NVIDIA / cccl

CUDA Core Compute Libraries
https://nvidia.github.io/cccl/
Other
1.25k stars 159 forks source link

This library should be usable directly by a host compiler to make compatible host objects #940

Open ogiroux opened 4 years ago

ogiroux commented 4 years ago

In principle this should work, it's intended to work, but I think a lack of testing has allow this aspect to regress

brycelelbach commented 4 years ago

This adds a lot of testing overhead. What's the value-add for this?

brycelelbach commented 4 years ago

I'm not 100% clear what the ask is here. You want cuda::std:: working standalone as host? Is that right?

nvibd commented 3 years ago

Unfortunately, it doesn't work for all cases. We've found one such issue recently, see https://github.com/NVIDIA/cccl/issues/968.
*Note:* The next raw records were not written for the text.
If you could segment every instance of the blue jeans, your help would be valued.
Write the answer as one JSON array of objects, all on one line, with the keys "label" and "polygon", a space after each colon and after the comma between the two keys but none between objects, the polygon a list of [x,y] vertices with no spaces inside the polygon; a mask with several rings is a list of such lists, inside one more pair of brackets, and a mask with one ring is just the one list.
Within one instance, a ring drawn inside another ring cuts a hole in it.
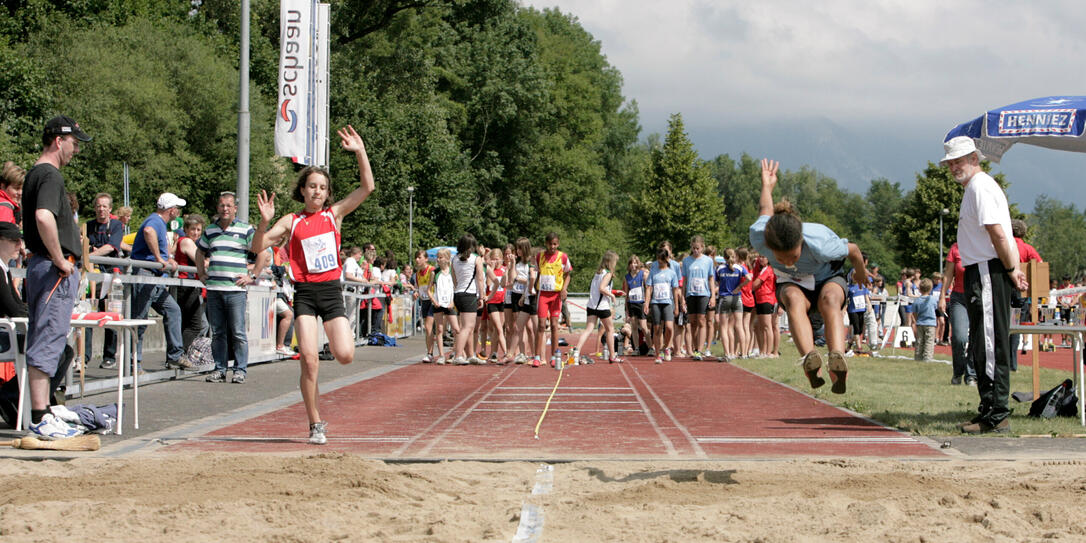
[{"label": "blue jeans", "polygon": [[[136,275],[157,277],[158,273],[138,269]],[[181,307],[165,285],[133,285],[132,318],[146,319],[151,308],[162,315],[162,329],[166,333],[166,361],[176,362],[185,354],[181,344]],[[143,362],[143,333],[146,330],[146,326],[136,329],[136,359],[140,362]]]},{"label": "blue jeans", "polygon": [[950,350],[954,355],[954,377],[977,378],[973,364],[969,362],[969,353],[965,344],[969,342],[969,313],[965,308],[965,295],[960,292],[950,293]]},{"label": "blue jeans", "polygon": [[231,347],[234,349],[234,373],[245,373],[249,367],[249,340],[245,334],[246,306],[245,291],[207,291],[211,356],[215,359],[215,369],[218,371],[226,371]]}]

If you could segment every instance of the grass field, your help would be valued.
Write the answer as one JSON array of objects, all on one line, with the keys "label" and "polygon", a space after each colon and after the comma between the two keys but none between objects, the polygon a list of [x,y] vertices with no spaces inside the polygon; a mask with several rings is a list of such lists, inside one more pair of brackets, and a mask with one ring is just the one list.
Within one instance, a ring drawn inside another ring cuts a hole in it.
[{"label": "grass field", "polygon": [[[821,348],[821,351],[825,355],[825,348]],[[883,354],[890,355],[890,349],[883,351]],[[742,359],[733,363],[907,432],[924,436],[960,433],[956,425],[976,413],[976,387],[950,384],[952,372],[947,357],[936,356],[936,362],[916,362],[911,360],[912,350],[899,349],[896,354],[910,359],[865,356],[848,358],[848,392],[841,395],[830,392],[828,378],[826,386],[811,390],[803,371],[796,365],[799,353],[788,336],[781,337],[780,358]],[[1041,368],[1042,392],[1070,376],[1068,372]],[[1017,372],[1011,374],[1012,392],[1029,392],[1032,388],[1030,366],[1022,365]],[[1030,407],[1028,403],[1018,403],[1011,399],[1010,406],[1012,415],[1009,435],[1086,434],[1086,428],[1079,424],[1078,419],[1030,418],[1026,416]]]}]

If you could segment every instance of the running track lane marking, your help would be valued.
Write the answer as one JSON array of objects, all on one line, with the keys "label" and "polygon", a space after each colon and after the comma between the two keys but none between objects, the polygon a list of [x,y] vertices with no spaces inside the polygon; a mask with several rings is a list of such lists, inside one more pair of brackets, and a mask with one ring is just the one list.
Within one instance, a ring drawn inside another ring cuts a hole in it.
[{"label": "running track lane marking", "polygon": [[[504,373],[507,368],[508,368],[508,366],[506,366],[505,368],[502,368],[502,373]],[[500,387],[502,385],[502,383],[508,381],[509,378],[512,377],[513,374],[517,372],[517,369],[518,368],[516,366],[514,366],[512,368],[512,371],[509,372],[509,375],[506,375],[504,378],[502,378],[502,380],[499,381],[498,384],[494,385],[494,387],[491,388],[490,390],[488,390],[486,392],[486,394],[483,394],[482,398],[479,398],[479,400],[476,401],[474,404],[472,404],[471,407],[467,408],[467,410],[464,411],[464,414],[457,417],[457,419],[455,421],[453,421],[453,423],[450,424],[448,428],[445,428],[445,430],[443,432],[441,432],[437,437],[435,437],[433,440],[431,440],[430,443],[428,443],[425,447],[423,447],[423,449],[421,451],[419,451],[419,456],[426,456],[426,455],[430,454],[430,450],[433,449],[434,446],[436,446],[438,444],[438,442],[440,442],[442,439],[445,439],[445,436],[449,435],[449,432],[453,431],[453,429],[456,428],[457,426],[459,426],[461,422],[464,422],[464,419],[468,418],[468,415],[470,415],[471,412],[475,410],[475,408],[479,407],[479,404],[483,403],[483,400],[486,400],[487,398],[489,398],[490,395],[493,394],[494,391],[497,390],[498,387]],[[459,403],[457,403],[455,407],[453,407],[452,409],[447,411],[445,413],[445,415],[441,416],[441,418],[445,418],[446,416],[451,414],[454,410],[456,410],[457,407],[463,405],[464,402],[471,399],[472,396],[478,394],[479,391],[481,391],[484,387],[489,385],[490,381],[493,381],[493,380],[497,379],[500,376],[501,376],[501,373],[498,373],[494,377],[491,377],[489,381],[487,381],[486,383],[483,383],[482,385],[480,385],[479,388],[475,389],[474,392],[472,392],[470,395],[468,395],[463,400],[461,400]],[[434,424],[431,424],[427,428],[427,431],[429,431],[430,428],[433,428],[434,425],[437,424],[437,422],[438,421],[434,421]],[[421,437],[422,434],[419,434],[419,436]],[[406,449],[406,448],[407,448],[406,446],[401,447],[401,449]]]},{"label": "running track lane marking", "polygon": [[637,403],[641,404],[641,412],[645,414],[645,418],[648,419],[649,424],[652,425],[652,429],[656,430],[656,435],[660,436],[660,441],[664,444],[664,448],[667,449],[667,455],[678,456],[679,453],[675,451],[675,444],[671,442],[671,439],[664,434],[664,430],[656,423],[656,417],[652,416],[652,413],[649,411],[649,406],[645,404],[645,400],[641,397],[641,393],[634,388],[630,376],[626,375],[626,368],[623,367],[622,364],[619,364],[618,370],[622,372],[622,377],[626,379],[626,383],[630,385],[630,390],[632,390],[634,396],[637,397]]},{"label": "running track lane marking", "polygon": [[[490,379],[487,379],[486,381],[484,381],[484,382],[483,382],[483,384],[479,385],[479,388],[476,388],[475,390],[471,391],[471,393],[470,393],[470,394],[468,394],[468,395],[464,396],[464,399],[462,399],[462,400],[460,400],[459,402],[457,402],[457,403],[456,403],[456,405],[454,405],[454,406],[450,407],[450,408],[449,408],[449,410],[448,410],[448,411],[445,411],[445,413],[443,413],[443,414],[442,414],[442,415],[441,415],[440,417],[438,417],[438,418],[434,419],[434,422],[430,423],[430,425],[429,425],[429,426],[427,426],[427,427],[426,427],[425,429],[423,429],[423,430],[422,430],[421,432],[419,432],[419,433],[418,433],[418,434],[416,434],[416,435],[415,435],[414,437],[412,437],[410,441],[408,441],[407,443],[404,443],[404,445],[403,445],[402,447],[400,447],[399,449],[396,449],[395,451],[393,451],[393,453],[392,453],[392,456],[393,456],[393,457],[397,457],[397,456],[402,456],[402,455],[403,455],[403,453],[404,453],[405,451],[407,451],[407,449],[408,449],[409,447],[411,447],[411,445],[414,445],[416,441],[418,441],[418,440],[419,440],[420,438],[422,438],[422,436],[424,436],[424,435],[428,434],[428,433],[429,433],[429,432],[430,432],[431,430],[433,430],[433,429],[434,429],[435,427],[437,427],[437,425],[438,425],[438,424],[440,424],[440,423],[441,423],[441,421],[445,420],[445,419],[446,419],[446,418],[447,418],[447,417],[448,417],[449,415],[451,415],[451,414],[452,414],[452,413],[453,413],[454,411],[456,411],[457,409],[459,409],[461,405],[464,405],[464,403],[465,403],[465,402],[467,402],[467,401],[468,401],[469,399],[471,399],[471,397],[472,397],[472,396],[474,396],[474,395],[478,394],[478,393],[479,393],[479,391],[483,390],[483,388],[485,388],[485,387],[486,387],[487,385],[489,385],[489,384],[490,384],[491,382],[493,382],[493,381],[494,381],[495,379],[497,379],[498,377],[500,377],[500,376],[501,376],[501,374],[502,374],[502,373],[504,373],[504,372],[505,372],[506,370],[508,370],[508,369],[513,369],[513,370],[516,370],[516,368],[515,368],[515,367],[514,367],[514,368],[510,368],[509,366],[506,366],[506,367],[502,368],[502,370],[501,370],[500,372],[498,372],[497,374],[495,374],[495,375],[491,376],[491,377],[490,377]],[[510,373],[509,373],[509,375],[513,375],[513,373],[512,373],[512,372],[510,372]],[[509,377],[507,376],[507,377],[506,377],[505,379],[508,379],[508,378],[509,378]],[[501,383],[504,383],[504,382],[505,382],[505,379],[502,379],[502,380],[501,380]],[[501,385],[501,383],[498,383],[498,384],[499,384],[499,385]],[[432,446],[432,445],[431,445],[431,446]],[[427,447],[427,449],[429,449],[429,447]]]},{"label": "running track lane marking", "polygon": [[699,437],[700,443],[920,443],[911,437]]},{"label": "running track lane marking", "polygon": [[[656,395],[656,391],[653,390],[651,386],[649,386],[648,381],[646,381],[645,377],[641,375],[641,372],[637,372],[637,378],[641,380],[641,382],[645,385],[645,389],[649,391],[649,394],[652,394],[652,398],[656,400],[657,405],[660,406],[660,409],[664,410],[664,414],[666,414],[667,417],[671,419],[671,422],[675,423],[675,427],[679,429],[679,432],[681,432],[683,437],[685,437],[686,440],[690,443],[690,447],[694,449],[694,455],[698,458],[709,458],[709,456],[705,454],[705,451],[701,449],[701,445],[698,444],[698,440],[694,439],[693,434],[691,434],[690,431],[686,429],[686,426],[683,426],[682,423],[679,422],[679,419],[675,418],[675,415],[671,413],[671,409],[668,409],[667,405],[664,403],[664,400],[661,400],[660,396]],[[632,388],[633,384],[631,383],[630,386]]]}]

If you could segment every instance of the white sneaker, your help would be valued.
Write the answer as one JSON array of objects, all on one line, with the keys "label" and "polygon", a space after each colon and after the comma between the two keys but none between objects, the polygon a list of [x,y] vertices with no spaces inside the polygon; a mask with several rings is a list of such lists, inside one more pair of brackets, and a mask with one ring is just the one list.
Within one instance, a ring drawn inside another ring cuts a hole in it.
[{"label": "white sneaker", "polygon": [[430,358],[430,353],[426,353],[426,356],[422,357],[422,363],[429,364],[430,362],[433,362],[433,359]]},{"label": "white sneaker", "polygon": [[314,422],[309,425],[309,444],[310,445],[324,445],[328,443],[328,438],[324,435],[324,431],[328,428],[328,423],[325,421]]},{"label": "white sneaker", "polygon": [[298,353],[294,352],[294,349],[291,349],[290,347],[283,347],[282,349],[276,349],[275,354],[279,356],[291,357]]},{"label": "white sneaker", "polygon": [[67,422],[58,419],[52,413],[46,413],[45,416],[41,418],[41,422],[30,425],[30,433],[41,439],[53,440],[75,437],[83,432]]},{"label": "white sneaker", "polygon": [[671,362],[671,347],[664,349],[664,362]]}]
In our project, we use quite a few templates for more flexibility between host & device code. But it also means it's harder to separate all device-only code cleanly from the host compilation. In one case, we include <cuda/std/atomic> for some device code which propagates to host compilation. We could embed that include into an #ifdef __CUDA_ARCH__, but that would defeat one of the purposes of using libcu++ in the first place: Requiring as few such switches as possible.
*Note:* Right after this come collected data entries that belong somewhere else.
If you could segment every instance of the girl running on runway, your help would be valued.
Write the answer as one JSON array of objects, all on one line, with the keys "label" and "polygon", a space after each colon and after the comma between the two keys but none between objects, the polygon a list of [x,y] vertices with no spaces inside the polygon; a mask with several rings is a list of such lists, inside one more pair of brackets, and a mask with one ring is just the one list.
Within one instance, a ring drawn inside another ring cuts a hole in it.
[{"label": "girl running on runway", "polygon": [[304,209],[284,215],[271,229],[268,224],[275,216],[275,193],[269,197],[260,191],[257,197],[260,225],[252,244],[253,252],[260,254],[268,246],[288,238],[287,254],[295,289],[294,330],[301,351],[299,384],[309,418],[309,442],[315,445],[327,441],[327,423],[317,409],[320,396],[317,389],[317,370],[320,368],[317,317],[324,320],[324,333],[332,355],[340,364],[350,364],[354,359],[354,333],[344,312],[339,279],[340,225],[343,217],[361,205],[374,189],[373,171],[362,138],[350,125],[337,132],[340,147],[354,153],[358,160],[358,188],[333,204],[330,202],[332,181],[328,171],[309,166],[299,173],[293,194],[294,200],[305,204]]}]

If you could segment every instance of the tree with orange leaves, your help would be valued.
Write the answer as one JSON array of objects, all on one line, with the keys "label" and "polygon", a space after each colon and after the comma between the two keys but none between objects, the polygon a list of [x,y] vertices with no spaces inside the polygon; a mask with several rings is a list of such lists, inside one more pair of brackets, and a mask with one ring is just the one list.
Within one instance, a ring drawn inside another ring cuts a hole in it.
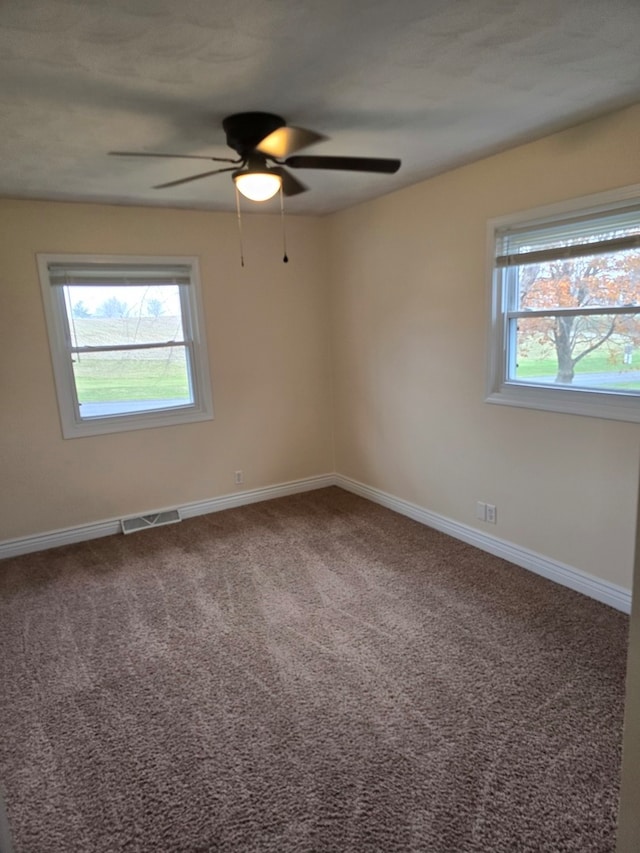
[{"label": "tree with orange leaves", "polygon": [[[519,273],[521,311],[559,309],[555,315],[527,318],[518,327],[521,352],[531,343],[553,347],[556,382],[570,384],[576,365],[600,347],[606,345],[613,359],[625,343],[640,344],[637,249],[528,264]],[[624,306],[630,306],[629,313],[606,313]]]}]

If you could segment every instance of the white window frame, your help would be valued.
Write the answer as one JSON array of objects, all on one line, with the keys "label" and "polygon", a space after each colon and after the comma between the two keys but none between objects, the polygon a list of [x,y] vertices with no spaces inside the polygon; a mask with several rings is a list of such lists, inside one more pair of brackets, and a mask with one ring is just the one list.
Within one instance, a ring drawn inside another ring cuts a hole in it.
[{"label": "white window frame", "polygon": [[487,390],[485,401],[499,405],[541,409],[549,412],[586,415],[610,420],[640,423],[640,396],[617,391],[592,391],[566,386],[536,386],[510,380],[507,369],[509,346],[507,288],[496,268],[496,235],[512,226],[552,224],[568,215],[596,215],[615,211],[630,204],[640,204],[640,184],[559,204],[496,217],[487,223],[487,280],[489,282],[489,342]]},{"label": "white window frame", "polygon": [[[58,398],[60,423],[64,438],[174,426],[213,418],[209,357],[205,336],[204,312],[200,290],[198,258],[185,256],[149,255],[80,255],[39,253],[38,273],[45,319],[49,334],[49,347]],[[190,281],[180,288],[184,344],[188,353],[194,402],[187,406],[162,408],[143,412],[82,418],[76,393],[72,364],[72,340],[62,287],[52,285],[49,264],[76,264],[81,266],[117,267],[188,267]]]}]

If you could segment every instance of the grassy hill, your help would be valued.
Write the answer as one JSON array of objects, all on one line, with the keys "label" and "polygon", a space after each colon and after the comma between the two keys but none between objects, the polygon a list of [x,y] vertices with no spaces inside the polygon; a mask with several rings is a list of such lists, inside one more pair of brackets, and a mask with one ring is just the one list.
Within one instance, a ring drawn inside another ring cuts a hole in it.
[{"label": "grassy hill", "polygon": [[[73,321],[77,346],[180,340],[176,317],[83,317]],[[128,352],[77,353],[73,365],[81,403],[190,399],[184,347]]]}]

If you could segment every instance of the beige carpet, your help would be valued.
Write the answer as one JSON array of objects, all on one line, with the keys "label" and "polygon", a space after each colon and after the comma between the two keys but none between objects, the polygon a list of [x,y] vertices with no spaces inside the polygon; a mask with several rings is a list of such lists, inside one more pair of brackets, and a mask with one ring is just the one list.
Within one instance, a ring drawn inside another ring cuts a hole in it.
[{"label": "beige carpet", "polygon": [[336,488],[6,560],[16,851],[613,851],[626,631]]}]

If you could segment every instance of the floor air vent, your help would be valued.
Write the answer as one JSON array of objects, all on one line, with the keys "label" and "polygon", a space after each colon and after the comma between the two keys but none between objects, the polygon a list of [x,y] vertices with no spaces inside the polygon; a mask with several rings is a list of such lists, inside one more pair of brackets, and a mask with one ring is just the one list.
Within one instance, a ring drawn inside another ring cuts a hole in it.
[{"label": "floor air vent", "polygon": [[135,533],[138,530],[146,530],[148,527],[162,527],[163,524],[175,524],[182,521],[177,509],[168,509],[166,512],[154,512],[151,515],[138,515],[136,518],[123,518],[123,533]]}]

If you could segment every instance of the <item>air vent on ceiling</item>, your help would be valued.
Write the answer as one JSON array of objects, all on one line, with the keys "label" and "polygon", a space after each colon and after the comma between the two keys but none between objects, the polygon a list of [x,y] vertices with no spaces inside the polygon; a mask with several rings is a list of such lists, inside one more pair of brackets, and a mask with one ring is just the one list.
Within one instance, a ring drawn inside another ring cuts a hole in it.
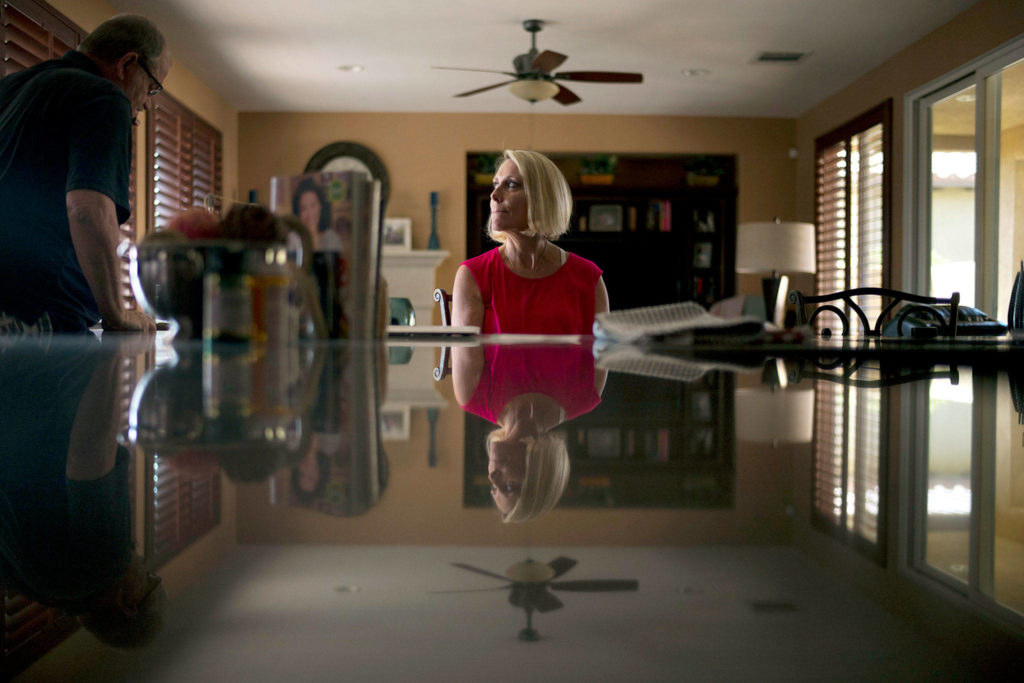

As the front page of the project says: "It provides a heterogeneous implementation of the C++ Standard Library that can be used in and between CPU and GPU code". It really sounds like a great advantage to me and I would hope to see the compatibility be improved further! :)

gonzalobg commented 3 years ago

This fails (compile with bash bug.cpp):

#if 0 
  set -e
  g++ -std=c++14 $0 -o bug
  ./bug
  exit 0
#endif
#include <cuda/std/complex>
int main() {
   auto x = cuda::std::complex<double>{1., 1.};
   auto y = x + x;
   return 0;
}

and is a minimum reproducer of a bug that we hit during the Juelich hackathon over the past 2 weeks while porting a C++14 solid state physics app to GPUs.
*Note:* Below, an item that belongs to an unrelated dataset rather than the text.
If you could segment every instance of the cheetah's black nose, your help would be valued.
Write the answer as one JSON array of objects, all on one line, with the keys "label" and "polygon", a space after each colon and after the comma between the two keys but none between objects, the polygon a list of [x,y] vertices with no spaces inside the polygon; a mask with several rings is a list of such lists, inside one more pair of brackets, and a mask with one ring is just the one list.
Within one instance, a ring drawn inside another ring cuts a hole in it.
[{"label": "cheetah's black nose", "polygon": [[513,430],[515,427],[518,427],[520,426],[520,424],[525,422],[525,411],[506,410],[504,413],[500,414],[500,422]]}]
This app has a C++14 template library dependency (blaze; similar to Eigen3), that causes NVCC and NVC++ to ICE, so we had to compile most of the app with g++, scoping GPU acceleration to separate TUs.

This app uses std::complex everywhere on all module APIs, but since its layout differs from that of cuda::std::complex and cuDoubleComplex, we can't interface raw memory between the parts of the app compiled with g++ or clang, and the parts compiled with nvcc/nvc++.

Workaround: add overloads to cuDoubleComplex to mock std::complex API without changing its ABI.

@brycelelbach

What's the value-add for this?

libcu++: The C++ Standard Library for Your Entire System

The value this feature adds is allowing libcu++ to interface with the system.

If libcu++ cannot be compiled by the most widely-used compilers in the system (g++ and clang++ on Linux), it cannot then be used on APIs/ABIs that must interface with the system, and therefore its usage must be scoped to the implementation-details of translation units that do not interface with the system.

I think that is a serious limitation.

The bigger libcu++ gets, the more work it will take to fix this.

brycelelbach commented 3 years ago

We'll try to prioritize this for the summer. 2.1.0 timeframe.

maddyscientist commented 3 years ago

Adding to the motivation for this: it turns out this is a big deal for QUDA as well and prevents QUDA from adopting cuda::std::complex. Both for the files that only use the host compiler (e.g., .cpp files), and also when we use g++ and nvrtc as opposed to g++ and nvcc.

jrhemstad commented 1 year ago

We want to do this, and we'll just need to figure out how to modify the lit infrastructure to compile tests with just a host compiler.